Maybe I need to rethink that last one.
Tashlich, which in Hebrew means “cast off,” is a New Year’s ritual during which Jews symbolically throw away their sins. Many communities, including mine, typically do so by tossing bread into a stream, river, ocean or pond — any body of flowing water.
But now, citing concerns over animal welfare and food waste, more and more people are calling for a change. Some congregations are replacing the bread with pebbles, wood chips or, following an Israeli custom, simply standing at the water and turning their pockets inside out.
Really? Et tu, tashlich?
I am not deaf to calls for environmentalism. I am prone to ranting that Jewish ethics demand we eat sustainable lox, take real steps to fend off climate change, ban the ritual of swinging chickens on Yom Kippur, and embrace the concept of a sabbatical for the earth.
But even I have a hard time giving up bread on tashlich. I find joy and meaning in the ritual, just the way it is.
For 18 years now, Nashuva — the congregation my wife, Rabbi Naomi Levy, created — has held a tashlich ceremony at Venice Beach. After a massive, ecstatic drum circle on the beach and the blast of multiple shofars, about 1,000 of us, mostly dressed in white, recite the words of the prophet Micah on which the 13th century ritual is based: “You will take us back in love; You will cover up our iniquities. You will cast all their sins into the depths of the sea.”
Then we walk en masse to the water’s edge, throwing pieces of stale bagels, crumbled challah and hardened pita toward the setting sun.

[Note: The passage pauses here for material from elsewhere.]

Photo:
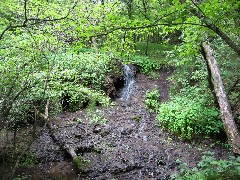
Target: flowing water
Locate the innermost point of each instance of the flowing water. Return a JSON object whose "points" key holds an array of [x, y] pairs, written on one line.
{"points": [[128, 82]]}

Most of the bread drifts out to sea or disappears under the breakers. The seagulls swoop in to grab what crumbs they can in midair, or hop along the shore to where the waves return soggy chunks. Our sins are their supper.
I love throwing bread on tashlich for the same reason that many rabbinic authorities have, over the centuries, opposed it: It feels like a quick cleanse, a simple expiation. Before religions fettered themselves in liturgy, people offered grains to hungry gods. Instead of beating your breast, you can just toss some bread.
I like seeing the seagulls swoop in, too, even though Orthodox rabbis have said that feeding fish and birds on a holiday is problematic: it counts as work.
On the other hand, the environmental anti-bread arguments aren’t easy to dismiss. Many congregations, at the urging of local environmental authorities, have stopped with the bread throwing. It interferes with avian nutrition and can even lead, according to the Audubon Society, to a condition called “angel wing,” which prevents waterfowl from flying. No other time of year would I even think of feeding human food to wild animals.
And I understand that where many people descend on one sensitive environment, like Brooklyn’s Prospect Park, the impact can be amplified. Signs posted along the ponds there shout, “Do Not Feed the Wildlife.”
But I’ve suppressed whatever misgivings I’ve had, swept up in the beauty of the ritual. It’s just once a year, I tell myself. It’s a tradition. If everyone did it, that would be terrible, but how many Jews are there in the world?
Each year, 14 million tons of plastic end up in the ocean. Do our literal crumbs really count?
This litany of rationalizations is, I realize, exactly how I wrestle with my own personal flaws in these days of reflection and atonement. Faced with the need to change, I find excuses, I rationalize, I resist. Psychologists have identified five stages of grief but six stages of behavior change, which I think means it’s easier to deal with death than to actually change.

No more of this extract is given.